We need to build a model that clusters questions in a given dataset and is able to classify new ones.
A priori, there are two directions we could take:

* Use some kind of topic modeling method method to decide what texts are talking about, then decide which topics fit for new questions.
* Use a totally unsupervised clustering method to define clusters, then use them to classify new questions.

Which method to use will depend on how the questions in the dataset look, since topic modeling only makes sense for moderately long texts. Let's load the training questions and take a look at them.

In [1]:
questions_file = 'nlp_test.csv'

with open(questions_file) as file:
    questions = file.readlines()

print(questions[:20])

['"question"\n', 'In what ways did OneEleven not help you? How can we improve?                                                                                                                                                                                                                                                                                                                                                                                                                                                        \n', 'Which is your primary time zone?                                                                                                                                                                                                                                                                                                                                                                                                                                                            
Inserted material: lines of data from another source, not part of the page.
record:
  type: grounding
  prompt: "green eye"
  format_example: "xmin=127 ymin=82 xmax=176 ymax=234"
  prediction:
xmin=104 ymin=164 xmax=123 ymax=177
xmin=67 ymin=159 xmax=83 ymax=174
We can make some relevant observations:

* There is a column title first row that should be removed
* There are questions in different languages

Let's remove the column title and the trailing whitespaces and look at the length  of questions in more detail

In [2]:
questions = [q.strip() for q in questions[1:]]
qs_len = [len(q) for q in questions]

print("Min len: {}".format(min(qs_len)))
print("Max len: {}".format(max(qs_len)))
print("Avg len: {}".format(sum(qs_len)/float(len(qs_len))))

Min len: 0
Max len: 527
Avg len: 96.9002


There is an empty question! Let's remove it

In [3]:
questions = [q for q in questions if len(q)>0]

Summarizing, we have 100k short questions. The lengh (around 500 characters) rules out the option of using some kind of topic modeling: texts are too short for this. Therefore, we will stick to a clustering method. To do this, we need to find a way of encoding the texts into numbers that can be fed to a ML algorithm. In other words, we need to decide which embedding method we are going to use.

One first question is how we want to take into account multilinguality. If we use different encodings for different lnguages, the clusters will almost certainly be divided by language. I will assume this is not desirable, so I will use a multilingual encoding that uses the same representation for all languages.

One option is to use a language model such as BERT. These models are actually trained to perform different tasks, but embeddings can be obtained from their internal representation. For example, the library 'BERT-as-service' (https://github.com/hanxiao/bert-as-service) provides vector representations from BERT embeddings.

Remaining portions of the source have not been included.